Elise had said that. A whole new kind of pain surfaced. “She sniffed you out,” I said.

“That day, after you and I passed each other in the corridor, I tried to explain to her the value of our work. She wouldn’t listen. There’d be an investigation. She’d hold us up in court for years. I couldn’t allow that. She gave me three days to come clean on my own before she filed the injunction. It was a window of opportunity.”

And then it hit me, the whole package, a sledgehammer between the eyes.
 

“Elise was the target,” I said. “This was never about me at all. In the bodega—you were after Elise.”

“But you were there, too. Just as well. You’d never have rested until you found me. I hired a nasty man named Ewan McDermott to arrange it.” The man with the scar. “Quite a psychopath. I believe he met his maker a few years later in Bolivia.”

“This can’t be true. You’re as young now as you were then.

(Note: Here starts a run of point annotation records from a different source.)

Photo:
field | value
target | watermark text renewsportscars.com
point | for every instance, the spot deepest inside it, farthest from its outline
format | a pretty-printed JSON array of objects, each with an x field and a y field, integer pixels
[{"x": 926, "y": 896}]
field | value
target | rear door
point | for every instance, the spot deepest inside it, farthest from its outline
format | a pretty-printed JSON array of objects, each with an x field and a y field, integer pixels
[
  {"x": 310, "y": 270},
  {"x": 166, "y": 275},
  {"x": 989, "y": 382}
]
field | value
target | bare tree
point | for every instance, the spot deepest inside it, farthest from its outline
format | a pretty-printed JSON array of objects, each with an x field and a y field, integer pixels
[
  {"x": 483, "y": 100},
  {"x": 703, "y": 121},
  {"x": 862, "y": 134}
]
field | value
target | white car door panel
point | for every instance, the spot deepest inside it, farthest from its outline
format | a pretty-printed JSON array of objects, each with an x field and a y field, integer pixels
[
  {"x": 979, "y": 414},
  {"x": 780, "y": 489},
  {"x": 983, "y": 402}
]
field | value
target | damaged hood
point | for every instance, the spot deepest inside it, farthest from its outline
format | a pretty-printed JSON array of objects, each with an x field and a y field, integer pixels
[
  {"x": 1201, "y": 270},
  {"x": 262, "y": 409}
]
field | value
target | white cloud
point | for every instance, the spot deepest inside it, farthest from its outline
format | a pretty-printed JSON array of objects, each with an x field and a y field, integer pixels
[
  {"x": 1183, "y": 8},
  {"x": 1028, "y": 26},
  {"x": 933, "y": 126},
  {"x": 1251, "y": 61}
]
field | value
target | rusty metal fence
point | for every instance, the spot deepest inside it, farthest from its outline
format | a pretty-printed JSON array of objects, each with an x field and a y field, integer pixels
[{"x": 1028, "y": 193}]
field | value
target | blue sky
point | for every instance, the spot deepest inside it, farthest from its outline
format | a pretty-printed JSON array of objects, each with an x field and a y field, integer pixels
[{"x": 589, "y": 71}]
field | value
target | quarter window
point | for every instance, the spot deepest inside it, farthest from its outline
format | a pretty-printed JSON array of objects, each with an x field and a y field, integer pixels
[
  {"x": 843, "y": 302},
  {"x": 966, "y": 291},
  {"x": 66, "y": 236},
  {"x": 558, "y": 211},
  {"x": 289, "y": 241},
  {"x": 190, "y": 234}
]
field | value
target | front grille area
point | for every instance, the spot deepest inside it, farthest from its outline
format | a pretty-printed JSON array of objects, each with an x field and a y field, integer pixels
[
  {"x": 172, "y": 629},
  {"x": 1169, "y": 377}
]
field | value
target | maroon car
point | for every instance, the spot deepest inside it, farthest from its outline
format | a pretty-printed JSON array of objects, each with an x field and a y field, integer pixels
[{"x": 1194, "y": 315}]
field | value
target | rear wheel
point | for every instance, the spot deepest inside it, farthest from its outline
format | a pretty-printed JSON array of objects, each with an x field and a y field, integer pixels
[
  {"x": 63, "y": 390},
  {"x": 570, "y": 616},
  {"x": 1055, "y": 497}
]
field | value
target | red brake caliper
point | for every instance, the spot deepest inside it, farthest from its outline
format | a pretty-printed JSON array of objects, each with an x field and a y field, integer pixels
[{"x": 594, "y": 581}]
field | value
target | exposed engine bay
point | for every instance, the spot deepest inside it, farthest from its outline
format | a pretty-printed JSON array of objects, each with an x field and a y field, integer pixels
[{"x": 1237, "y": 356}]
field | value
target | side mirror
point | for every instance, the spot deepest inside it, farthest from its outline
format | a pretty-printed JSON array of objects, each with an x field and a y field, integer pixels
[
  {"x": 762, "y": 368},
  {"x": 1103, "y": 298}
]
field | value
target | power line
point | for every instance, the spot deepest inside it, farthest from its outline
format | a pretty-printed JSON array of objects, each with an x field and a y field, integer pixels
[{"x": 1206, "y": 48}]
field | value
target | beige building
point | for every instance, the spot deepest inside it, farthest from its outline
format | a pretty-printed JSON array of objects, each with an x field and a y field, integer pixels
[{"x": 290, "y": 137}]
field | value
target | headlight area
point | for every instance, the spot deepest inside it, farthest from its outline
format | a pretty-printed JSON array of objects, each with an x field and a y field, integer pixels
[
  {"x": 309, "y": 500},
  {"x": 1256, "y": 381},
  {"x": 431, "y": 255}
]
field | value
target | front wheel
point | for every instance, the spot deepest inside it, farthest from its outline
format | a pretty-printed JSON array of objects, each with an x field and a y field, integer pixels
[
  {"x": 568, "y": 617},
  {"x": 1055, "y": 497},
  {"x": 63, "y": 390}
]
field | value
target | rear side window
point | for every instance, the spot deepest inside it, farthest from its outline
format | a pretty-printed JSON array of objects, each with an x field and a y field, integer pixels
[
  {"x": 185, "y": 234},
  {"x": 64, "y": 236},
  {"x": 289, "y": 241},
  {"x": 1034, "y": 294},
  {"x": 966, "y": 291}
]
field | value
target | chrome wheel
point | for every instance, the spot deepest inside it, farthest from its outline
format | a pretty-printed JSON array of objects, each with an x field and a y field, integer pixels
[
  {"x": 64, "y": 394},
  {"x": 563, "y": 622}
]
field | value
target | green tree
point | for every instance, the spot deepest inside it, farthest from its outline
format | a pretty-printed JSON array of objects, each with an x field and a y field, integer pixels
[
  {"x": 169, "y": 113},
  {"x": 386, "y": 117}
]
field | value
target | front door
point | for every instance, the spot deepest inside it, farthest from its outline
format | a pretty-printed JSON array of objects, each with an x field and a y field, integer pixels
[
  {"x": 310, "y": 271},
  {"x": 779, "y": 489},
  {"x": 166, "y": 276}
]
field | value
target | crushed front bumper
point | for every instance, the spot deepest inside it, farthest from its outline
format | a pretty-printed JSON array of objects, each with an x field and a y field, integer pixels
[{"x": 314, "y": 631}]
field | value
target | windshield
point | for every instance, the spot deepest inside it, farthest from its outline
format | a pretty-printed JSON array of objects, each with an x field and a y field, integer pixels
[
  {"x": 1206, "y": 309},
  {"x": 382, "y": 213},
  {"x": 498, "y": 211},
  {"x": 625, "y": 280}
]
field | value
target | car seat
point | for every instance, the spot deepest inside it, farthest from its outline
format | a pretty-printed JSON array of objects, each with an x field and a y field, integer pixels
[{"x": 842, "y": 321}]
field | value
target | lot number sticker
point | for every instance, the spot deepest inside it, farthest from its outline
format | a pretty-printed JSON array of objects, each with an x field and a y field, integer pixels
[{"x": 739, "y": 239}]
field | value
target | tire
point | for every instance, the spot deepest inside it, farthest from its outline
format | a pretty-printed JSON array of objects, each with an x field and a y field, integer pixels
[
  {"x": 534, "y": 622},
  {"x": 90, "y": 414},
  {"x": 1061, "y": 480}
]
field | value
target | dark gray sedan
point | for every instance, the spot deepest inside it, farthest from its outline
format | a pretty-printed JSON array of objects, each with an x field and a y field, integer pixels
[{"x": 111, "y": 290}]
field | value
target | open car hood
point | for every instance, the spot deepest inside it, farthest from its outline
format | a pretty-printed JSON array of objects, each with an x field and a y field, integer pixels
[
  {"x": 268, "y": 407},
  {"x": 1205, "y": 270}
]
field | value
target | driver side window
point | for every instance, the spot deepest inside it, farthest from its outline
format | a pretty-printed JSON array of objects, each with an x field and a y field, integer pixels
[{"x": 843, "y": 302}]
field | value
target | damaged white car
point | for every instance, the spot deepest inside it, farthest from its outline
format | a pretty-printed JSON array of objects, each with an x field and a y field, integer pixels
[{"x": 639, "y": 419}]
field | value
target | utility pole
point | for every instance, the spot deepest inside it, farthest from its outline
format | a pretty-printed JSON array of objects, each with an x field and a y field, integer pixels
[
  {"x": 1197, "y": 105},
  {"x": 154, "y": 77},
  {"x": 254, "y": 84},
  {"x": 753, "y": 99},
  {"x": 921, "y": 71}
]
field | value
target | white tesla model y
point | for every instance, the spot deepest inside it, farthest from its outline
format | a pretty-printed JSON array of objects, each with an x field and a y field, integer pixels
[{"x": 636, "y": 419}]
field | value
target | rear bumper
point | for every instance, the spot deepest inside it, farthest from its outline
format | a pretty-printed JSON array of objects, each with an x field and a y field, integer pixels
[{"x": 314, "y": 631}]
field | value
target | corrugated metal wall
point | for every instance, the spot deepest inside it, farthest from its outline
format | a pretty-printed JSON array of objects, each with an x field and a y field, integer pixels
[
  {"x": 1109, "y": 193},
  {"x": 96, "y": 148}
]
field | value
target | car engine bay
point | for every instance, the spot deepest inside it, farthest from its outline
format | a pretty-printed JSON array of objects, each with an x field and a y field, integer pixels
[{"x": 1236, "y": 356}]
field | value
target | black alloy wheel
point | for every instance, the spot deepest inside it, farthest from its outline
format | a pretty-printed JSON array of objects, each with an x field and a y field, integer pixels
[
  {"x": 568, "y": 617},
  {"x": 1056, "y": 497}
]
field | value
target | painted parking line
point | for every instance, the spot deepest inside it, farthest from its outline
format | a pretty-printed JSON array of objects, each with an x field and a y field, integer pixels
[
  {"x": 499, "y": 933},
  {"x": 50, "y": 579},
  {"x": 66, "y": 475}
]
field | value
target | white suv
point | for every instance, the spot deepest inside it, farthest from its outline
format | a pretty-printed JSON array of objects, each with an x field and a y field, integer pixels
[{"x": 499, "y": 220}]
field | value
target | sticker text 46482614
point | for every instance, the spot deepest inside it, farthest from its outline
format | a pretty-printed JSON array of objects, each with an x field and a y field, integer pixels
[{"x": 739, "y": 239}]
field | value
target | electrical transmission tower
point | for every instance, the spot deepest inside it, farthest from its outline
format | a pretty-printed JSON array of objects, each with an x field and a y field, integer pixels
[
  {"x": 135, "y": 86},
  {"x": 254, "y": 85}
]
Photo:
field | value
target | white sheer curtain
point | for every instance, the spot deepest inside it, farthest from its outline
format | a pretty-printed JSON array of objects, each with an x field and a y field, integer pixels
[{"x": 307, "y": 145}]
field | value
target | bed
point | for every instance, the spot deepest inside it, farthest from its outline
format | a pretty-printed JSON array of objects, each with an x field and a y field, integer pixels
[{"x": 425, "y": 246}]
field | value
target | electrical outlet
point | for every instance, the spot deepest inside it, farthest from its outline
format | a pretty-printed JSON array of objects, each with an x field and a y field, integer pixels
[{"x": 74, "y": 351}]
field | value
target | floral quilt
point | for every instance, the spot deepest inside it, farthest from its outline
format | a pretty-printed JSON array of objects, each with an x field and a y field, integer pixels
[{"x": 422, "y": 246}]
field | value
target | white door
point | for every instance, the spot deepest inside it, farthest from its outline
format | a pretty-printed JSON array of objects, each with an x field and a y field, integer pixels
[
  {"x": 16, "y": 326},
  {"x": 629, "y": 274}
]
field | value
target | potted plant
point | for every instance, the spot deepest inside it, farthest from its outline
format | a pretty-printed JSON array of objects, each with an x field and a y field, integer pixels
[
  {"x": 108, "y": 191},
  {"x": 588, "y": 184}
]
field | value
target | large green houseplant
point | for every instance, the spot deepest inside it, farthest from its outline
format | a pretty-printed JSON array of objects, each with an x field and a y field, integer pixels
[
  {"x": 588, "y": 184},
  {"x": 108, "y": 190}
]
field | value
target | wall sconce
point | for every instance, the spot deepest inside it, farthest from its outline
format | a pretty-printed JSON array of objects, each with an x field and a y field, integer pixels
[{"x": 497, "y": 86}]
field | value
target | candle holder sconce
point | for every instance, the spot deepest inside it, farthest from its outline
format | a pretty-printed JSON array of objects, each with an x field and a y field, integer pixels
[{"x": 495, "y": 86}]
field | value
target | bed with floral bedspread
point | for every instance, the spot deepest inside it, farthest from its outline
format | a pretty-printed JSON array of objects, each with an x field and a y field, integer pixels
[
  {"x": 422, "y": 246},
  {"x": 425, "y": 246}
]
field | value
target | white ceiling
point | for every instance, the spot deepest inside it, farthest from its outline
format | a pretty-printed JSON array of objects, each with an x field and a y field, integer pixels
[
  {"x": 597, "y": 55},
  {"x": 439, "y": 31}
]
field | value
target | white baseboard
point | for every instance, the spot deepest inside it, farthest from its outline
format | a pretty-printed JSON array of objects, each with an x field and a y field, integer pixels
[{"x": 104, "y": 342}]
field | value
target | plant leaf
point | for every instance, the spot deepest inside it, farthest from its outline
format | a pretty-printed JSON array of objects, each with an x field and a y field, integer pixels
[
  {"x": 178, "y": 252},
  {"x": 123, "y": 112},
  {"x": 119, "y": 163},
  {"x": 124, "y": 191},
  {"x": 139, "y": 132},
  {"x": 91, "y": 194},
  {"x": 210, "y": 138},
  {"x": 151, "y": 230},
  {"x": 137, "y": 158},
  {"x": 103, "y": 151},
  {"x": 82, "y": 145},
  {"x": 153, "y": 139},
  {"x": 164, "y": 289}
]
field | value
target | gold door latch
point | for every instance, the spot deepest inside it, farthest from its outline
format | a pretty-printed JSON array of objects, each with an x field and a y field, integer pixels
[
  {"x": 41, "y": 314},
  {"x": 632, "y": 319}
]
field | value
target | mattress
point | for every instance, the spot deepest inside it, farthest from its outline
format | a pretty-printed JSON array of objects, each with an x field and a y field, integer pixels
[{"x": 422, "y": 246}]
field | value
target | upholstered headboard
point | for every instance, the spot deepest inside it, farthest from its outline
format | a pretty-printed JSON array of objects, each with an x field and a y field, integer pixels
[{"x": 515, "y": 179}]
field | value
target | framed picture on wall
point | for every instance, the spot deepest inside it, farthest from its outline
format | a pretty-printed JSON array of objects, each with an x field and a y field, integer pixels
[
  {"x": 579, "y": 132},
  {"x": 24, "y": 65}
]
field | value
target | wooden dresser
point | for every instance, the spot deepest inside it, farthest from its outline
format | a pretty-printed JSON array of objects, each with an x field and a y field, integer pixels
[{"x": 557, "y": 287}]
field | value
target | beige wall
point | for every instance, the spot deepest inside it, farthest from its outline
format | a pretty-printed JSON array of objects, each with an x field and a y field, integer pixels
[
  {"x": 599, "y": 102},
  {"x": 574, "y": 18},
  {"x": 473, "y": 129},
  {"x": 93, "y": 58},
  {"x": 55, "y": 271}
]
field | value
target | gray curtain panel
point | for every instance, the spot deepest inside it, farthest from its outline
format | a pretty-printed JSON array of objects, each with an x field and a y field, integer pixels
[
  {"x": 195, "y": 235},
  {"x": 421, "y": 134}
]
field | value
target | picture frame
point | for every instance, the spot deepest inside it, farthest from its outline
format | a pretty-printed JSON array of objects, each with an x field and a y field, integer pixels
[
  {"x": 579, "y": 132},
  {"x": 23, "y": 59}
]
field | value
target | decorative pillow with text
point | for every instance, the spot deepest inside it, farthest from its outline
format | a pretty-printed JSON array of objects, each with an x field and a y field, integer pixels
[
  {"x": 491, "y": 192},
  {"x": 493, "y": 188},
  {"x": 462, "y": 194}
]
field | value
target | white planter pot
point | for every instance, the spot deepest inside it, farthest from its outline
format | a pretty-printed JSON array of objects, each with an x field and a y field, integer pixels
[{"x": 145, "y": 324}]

Forty years ago, the drug didn’t exist. And the Shift hadn’t happened yet.” Nicole didn’t reply. “Answer me!” I screamed.

Crandall and the Tommy gun goons burst back in. Nicole waved them off in irritation.
 

“I will someday, if you cooperate. I still need your help, Donner.”

“Someone’s killing your people.”

“So it seems.” She went to a chair and sat, making a lot of business of arranging herself into it. “Help me stop these murders and I will set you up in luxury for life—a life that will be considerably longer than you could imagine.”

Another piece fell into place. “Jesus, you
know
who’s killing your people, don’t you? You’ve always known.”

A nerve in her cheek gave me my answer.

I leaned over and spit. There was blood in the phlegm. It hit the tiled floor and I saw for the first time the remains of something awful there, like fungal gelatin. I looked back at her. Nicole’s face changed subtly, hardening, and like that, she was no longer beautiful. Hers was the symmetry of a dime store mannequin. Beneath it, she was all monster.

“It always comes back to time, doesn’t it?”

“And now with Retrozine, it’ll be your servant. Then the world’s your oyster, huh?”

“Uh-huh,” said Nicole, coming forward, all grace again and promises of sinewy delight. “So what do you say?”

“I’ve got nothing to lose,” I replied.

Nothing to lose at all.

Crandall saw it and opened his mouth in warning, but I was already in motion, reaching for the guard’s weapon with one hand while my elbow made contact with his combat visor. I snatched it out of his astonished hands and swung it toward Nicole, finger settling on the trigger.